The girl's just going to start rustling through the mattress now. Lashan bites back another comment and turns again to Guts. Surely he doesn't think he's just going to go clear the bandits out himself without even finding out how many or what exactly they're doing. She says, "Come by the forge. See how much effort it actually takes to mend a sword, let alone make one. Maybe you can even manage to help."
no subject
Soon enough, Guts ends up holding the Healing Sword in hand, wondering why all the morning drama turned out to be for something that was not a big deal at all. He could've finished the rest of the milk he left behind! How annoying. Maybe he should make Lashan wait, next time, if it was all going to be a bunch of theater.
"I'm not a blacksmith," he replies, starting to notice something odd about the blade.
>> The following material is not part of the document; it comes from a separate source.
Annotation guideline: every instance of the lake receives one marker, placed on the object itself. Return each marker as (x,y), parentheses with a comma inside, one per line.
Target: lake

His pain was fading, somehow. But that couldn't be related to the sword. Swords weren't tools for healing. Still, he gives the make a more thorough examination, having only stolen a small glance at the steel the first time around. While he wasnt a blacksmith, he was most certainly a swordsman, and he balances the handle in his palm with an easy and confident smoothness.
no subject
"You're not, but you should see how it's done. Any fool can work a bellows, and if you can handle precision and consistency maybe you can do some hammering. If not, you can break up some of the salvage, you're strong enough. What me and mine have to do is make a rod of new material and weld it to your sword. Big as it is, it won't take a delicate touch."
Pain is such a subjective, nebulous thing that its ebbing and increasing can be attributed to all kinds of causes. This isn't big and obvious, especially without an actively bleeding, uncovered injury to notice. It could be placebo.
There's not much to notice about the sword that he hadn't seen before. It's elegant rather than ostentatious but still a decidedly fancier weapon than the ones Guts is familiar with. Curving blackened quillions clasp the blade and mark the transition from it to the hilt, with its gently flared weighted pommel and the blue river stone set into it. The stone is not a gem or even semiprecious, but it's polished and gleams dimly. That handle-sword join is completely sound and those crescent quillions are sturdy enough that they must have been made able to be able to serve as spikes. The maker's mark is four characters, not letters typically found in Midland, etched into the blade.
It must seem very light to him, but it's still the active weight of live steel and has good balance. Both edges are very sharp and the metal has a subtle, abstract rippling pattern, hard to discern clearly except in sunlight, lent by the many small individual chunks of steel that made up this blade.